Gion a 69 ans, il vit dans les Grisons et est à la retraite. Il est pourtant toujours occupé dans son atelier, que ce soit pour ranger, trier ou jeter. Il y a quelques années encore, il réparait des appareils électroniques en tant que représentant général sur le marché suisse d’une importante société japonaise. Mais désormais, les mandats se font rares. Un jour, il s’est mis à confondre ses clients et la situation lui a échappé. Les médecins ont d’abord pensé à une dépression, avant de lui diagnostiquer une démence. « Il m’a fallu du temps pour m’y faire », avoue-t-il.

our son âge, Gion paraît en pleine forme. Quand il parle, ses yeux brillent et il éclate parfois d’un rire d’enfant. Ce n’est que lorsqu’il ne se souvient plus d’un nom ou qu’il perd brièvement le fil qu’il se tourne vers sa femme d’un air préoccupé. Kathrin* est plus jeune que son mari et est assistante sociale. Ils se sont connus lorsqu’elle est venue travailler en ville et qu’elle cherchait un appartement en colocation. Gion, qui vivait seul à l’époque, lui a proposé une chambre. Même s’ils ne sont pas devenus colocataires, le courant est passé entre eux. Contrairement à la famille de Kathrin, celle de Gion a émis des réserves face à cette relation. C’est cette opposition, plus que le diagnostic, qui les a poussés à se marier. « En tant que compagne, je n’aurais pas pu parler avec les médecins, explique Kathrin, et toute prise de décision aurait été difficile. » Tous deux déplorent la querelle familiale. Un point sensible que Gion n’aime pas aborder. 

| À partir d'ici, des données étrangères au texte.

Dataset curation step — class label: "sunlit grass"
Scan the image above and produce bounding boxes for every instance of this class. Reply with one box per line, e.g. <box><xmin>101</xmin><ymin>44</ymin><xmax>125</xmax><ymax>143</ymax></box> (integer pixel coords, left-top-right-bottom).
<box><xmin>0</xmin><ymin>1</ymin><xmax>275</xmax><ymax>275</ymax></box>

« Mais je suis heureux », dit-il d’un air pensif. Peu après, son regard s’illumine et il sourit à Kathrin. « Tu veux dire nous », corrige-t-elle, en lui caressant l’épaule. Gion éclate de son rire d’enfant. « Oui, c’est tout à fait ça. » Gion se rend presque chaque jour à son atelier. Mais ce qu’il préfère, c’est aller au bar de la gare. Il aime y observer les gens. S’il oublie de régler son dû, ce n’est pas grave : tous le connaissent et informent sa femme. Gion aime l’agitation qui règne sur la place de la gare, l’endroit où il a rencontré Kathrin pour la première fois.